Let’s just say I have a better understanding of the Aloof Mother now. It goes without saying that I love my children more than anything on the planet. I think I got the most special of them all and I am honestly honored (even if often overwhelmed) to be their mother. I am also very trusting of the Universe, so I know that we are absolutely perfect for one another. But sometimes my heart breaks for them because they got me.

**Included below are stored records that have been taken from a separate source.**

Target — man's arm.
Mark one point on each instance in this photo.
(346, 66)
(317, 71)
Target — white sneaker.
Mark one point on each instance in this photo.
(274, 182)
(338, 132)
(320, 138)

When Eliana was a newborn, we waited our prerequisite 3 weeks and then started to introduce the bottle, with pumped milk. Wow- that was some aversion. So we patiently and gently waited and tried again and again. After ~ 6 weeks, I started to panic just a little. I had heard about babies not taking a bottle, but I had always assumed their parents didn’t try hard enough. I bought every kind of bottle known to man-kind. All of my friends understood my panic (even if they didn’t relate to it) and sent me articles, bottles and more method suggestions. I kept wondering how my life was going to go down, not being able to be away from my baby for more than 2 hours at a time. The dark clouds didn’t roll in, but they were waiting for the cue. I stayed optimistic for our 3-month milestone. But the time came, and there was still nothing that Eliana liked less than plastic nipples of any kind – no bottles or pacifiers for her. No way. No how. The entire city of Austin heard her rebuttals. I felt, at the exactly same time, frustration and doom that I was going to be attached to my baby for an entire year and then guilt that I would ever mind. I have a lot of attachment parent friends and I recognized that if Eliana had ended up with one of those mamas, they would not have even NOTICED that she didn’t take a bottle. One entire focus of “suffering” was another person’s source of joy. And that was when I started wishing another mama for her – the kind that doesn’t leave her children for any length of time for YEARS. But alas, that is not me. I tried to become, at least, a little more like that, and in my mind, I was forced to be. I spent a year with Eliana, never away from her for more than 3, maybe 4 hours on a “good” day. But I had a rough go. About 9 months in I started seeing a therapist in order to work on all the aspects of me that were being boiled up in this situation. And out of it all, I became a better person. A better mother. A better Aloof Mother.

It’s not a great title – The Aloof Mother. I used to help me rename it, but Aloof is actually the nicest term in the list, other than perhaps, “laid-back”, a term that people actually very often use to describe me. I am not sure if I should run from the title and re-name it, or just embrace that I’ve been pegged and accept myself for all that I am. I am, at the end of the day, the best mother that I can be. That I am sure. I spend a good deal of time and energy working on myself – as a person, as a parent. So, where else would I turn to offer some insight into being Aloof?, of course (not kidding). There were lots of great nuggets to extract (with perhaps a little editing) from their, “How to be an Aloof” article, including “your detachment allows you to navigate through life during good times as well as challenging times without becoming outraged or angered”, but I think I can use this one to help me frame The Aloof Mother:

“One important thing to remember when being aloof is to never compromise who you are. That includes your style, culture, speech or anything else that makes you who you are. Treat others as your equal. Remember no one can make you feel inferior unless you give them your consent. By believing in yourself, staying strong, and being aloof, you will grow as an individual.”

As a Buddhist, or just a spiritual being, really, “who I am” can be an interesting question. But my heart knows. I am not “an aloof” or “an aloof mother” or any other title or label, even if I do enjoy playing with these things. If calling me ‘an aloof’ or even ‘Buddhist’ helps me disassociate from some of the chaos and turmoil, then, “yea!”  But who I am, most definitely is Me. And honoring that and listening to Her is all I can do. And trusting that, indeed, “I” am enough and all that anyone, including my children, needs. No compromise needed.